É preciso lembrar que o radicalismo nunca se mostrou a melhor
solução em nenhuma situação. Ser irredutível,
inflexível, arrogante como forma de demonstrar poder não faz de ninguém um
grande líder; sobretudo, quando os problemas que emergem precisam de técnica e
racionalidade para ser efetivamente resolvidos. O mundo já sabe disso e dá
demonstrações de mudança, como as que têm ocorrido em vários países sul-americanos,
por exemplo. Há um movimento claro em busca de uma ‘Primavera’, de uma
transformação que rompa com os velhos paradigmas, os quais nunca foram fortes o
bastante para sustentar nenhum ideal de justiça e dignidade sociais.

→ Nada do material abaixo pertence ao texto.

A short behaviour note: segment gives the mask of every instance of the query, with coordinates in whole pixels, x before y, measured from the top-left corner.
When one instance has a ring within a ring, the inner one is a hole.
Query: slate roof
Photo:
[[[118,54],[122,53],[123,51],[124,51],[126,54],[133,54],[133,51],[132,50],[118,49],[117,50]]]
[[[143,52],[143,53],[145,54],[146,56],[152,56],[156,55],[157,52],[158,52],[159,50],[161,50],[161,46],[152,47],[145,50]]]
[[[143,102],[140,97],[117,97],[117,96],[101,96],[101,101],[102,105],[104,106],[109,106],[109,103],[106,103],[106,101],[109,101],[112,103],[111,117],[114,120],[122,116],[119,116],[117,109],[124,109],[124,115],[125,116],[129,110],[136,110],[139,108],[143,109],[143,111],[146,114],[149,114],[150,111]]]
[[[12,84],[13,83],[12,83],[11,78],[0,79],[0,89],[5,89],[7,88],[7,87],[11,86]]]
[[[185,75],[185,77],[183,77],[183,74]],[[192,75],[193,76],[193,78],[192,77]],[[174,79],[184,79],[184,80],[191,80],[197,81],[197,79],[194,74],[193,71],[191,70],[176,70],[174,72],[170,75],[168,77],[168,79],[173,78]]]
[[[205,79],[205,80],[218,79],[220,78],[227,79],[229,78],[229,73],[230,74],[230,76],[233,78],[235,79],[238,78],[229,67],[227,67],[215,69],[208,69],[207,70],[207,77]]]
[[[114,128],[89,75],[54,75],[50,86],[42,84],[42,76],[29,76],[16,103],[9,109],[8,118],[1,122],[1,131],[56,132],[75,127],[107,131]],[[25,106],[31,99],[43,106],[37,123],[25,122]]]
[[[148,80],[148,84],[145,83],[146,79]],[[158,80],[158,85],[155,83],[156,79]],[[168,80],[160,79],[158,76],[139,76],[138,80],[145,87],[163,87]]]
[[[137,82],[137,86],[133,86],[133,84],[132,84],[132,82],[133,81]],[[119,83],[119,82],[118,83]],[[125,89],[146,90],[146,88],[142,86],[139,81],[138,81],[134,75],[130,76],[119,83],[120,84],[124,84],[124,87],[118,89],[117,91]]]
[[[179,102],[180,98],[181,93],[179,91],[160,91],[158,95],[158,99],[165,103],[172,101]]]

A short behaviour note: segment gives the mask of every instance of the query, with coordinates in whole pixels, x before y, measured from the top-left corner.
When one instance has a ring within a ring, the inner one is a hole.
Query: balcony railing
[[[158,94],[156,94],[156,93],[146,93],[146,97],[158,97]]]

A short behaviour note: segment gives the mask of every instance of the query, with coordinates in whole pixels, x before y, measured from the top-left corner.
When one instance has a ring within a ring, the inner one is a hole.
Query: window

Portanto, paremos de nos sensibilizar com as mazelas dos
outros, manifestando opiniões rasas aqui e ali, quando devemos olhar seriamente
para o nosso próprio ‘umbigo’. Do fim da Guerra Fria até agora muita coisa
aconteceu; os relógios e a sociedade não ficaram parados discutindo se os
valores eram de Direita ou de Esquerda, ou se os Comunistas comiam ou não
criancinhas. Desafios ambientais, biológicos e sociais têm nos instigado a
ampliar o foco de visão, a parar de se vitimizar entre ‘eles e nós’; pois, o
único planeta que temos no momento para habitar está à beira de um colapso e
cada um precisa cuidar do seu espaço.
Como disse William Shakespeare, “O mal da grandeza é quando
ela separa a consciência do poder”. Então, Brasil, acorda! Chega de ‘mi-mi-mi’
e pega a responsabilidade pelas mãos; amadurece no alto de seus quinhentos anos
de história e faz alguma coisa de bom para si mesmo. Respeito não se constrói da
boca para fora; nem tampouco, por conta de se sentar nessa ou naquela cadeira. Aproveita
para refletir sobre qual é o preço da passionalidade que paira no ar.